If Annapurna Pictures (the production company that owns the rights to “Her”) made a sequel where the voice AI is played by someone else than Johansson but sounded the same and was marketed as a direct continuation, I think there would be a lawsuit.
She didn’t write the script or develop the character, but I think there’s enough creative authorship in her voice portrayal that it would be risky for the production company.
But OpenAI isn't making a sequel to Her, which I feel like there would be prexisting legal text in contract about repraising role in event of franchise if johansson has leverage, or ability to cast close facsimile if studio has leverage. Right now Johansson has leverage in court of public opinion, not necessarily law. What if OpenAI used a cartoon cat avatar that sounded like "Her", what if they have one interaction that doesn't comport to "Her" personality from the movie, thereby indicating a different being. Is there some comprehensive method acting documentation outlining the full complexity of a fictional character. Seems like there aremany ways for openAI to make voice sound like her, but not embody "Her" but they'd rather strategically retreat out of optics. But IANAL, but I am interested in seeing how this will get resolved in court.
They aren't making a sequel, they are doing an unlicensed video game conversion.
Reading all these musings here about a possible "there is no bad publicity" approach, I'm starting to wonder if the plan for if Johansson signed up was achieving court drama publicity by getting sued by Annapurna Pictures. "Can a three-letter tweet be the base of a copyright case?"
It's entirely routine for actors and actresses to be replaced in follow up works. The industry is full of examples, but here's 1 off the top of my head:
In iron man 1, Rhodey is played by terrance howard. For iron man 2, he wanted too much money in the contract, so they replaced with with don cheadle.
Wouldn't it be a dumb world to live in if a single actor in the cast can halt the production of a new work via lawsuit because they own the character?
"How unique is X" is something we can start to get quantitative answers to with strong machine learning models, and for most things people care about, it seems like the answer is "not very unique at all".

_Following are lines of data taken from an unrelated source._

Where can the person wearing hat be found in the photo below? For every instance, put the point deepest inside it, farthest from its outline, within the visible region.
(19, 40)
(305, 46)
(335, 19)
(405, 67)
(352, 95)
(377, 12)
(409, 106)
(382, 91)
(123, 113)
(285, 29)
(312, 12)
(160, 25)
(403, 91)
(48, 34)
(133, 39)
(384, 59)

It's not a fallacy. Behind the AI are 180M users inputting their own problems and giving their guidance. Those millions of books only teach language skills they are not memorized verbatim except rare instances of duplicated text in the training set. There is not enough space to store 10 trillion tokens in a model.
And if we wanted to replicate copyrighted text with a LLM, it would still be a bad idea, better to just find a copy online, faster and more precise, and usually free. We here are often posting paywalled articles in the comments, it's so easy to circumvent the paywalls we don't even blink twice at it.
Using LLMs to infringe is not even the intended purpose, and it only happens when the user makes a special effort to prompt the model with the first paragraph.
What I find offensive is restricting the circulation of ideas under the guise of copyright. In fact copyright should only protect expression not the underlying ideas and styles, those are free to learn, and AIs are just an extension of their human users.
Is there a name for this AI fallacy? The one where programmers make an inductive leap like, for example, if a human can read one book to learn something, then it’s ok to scan millions of books into a computer system because it’s just another kind of learning.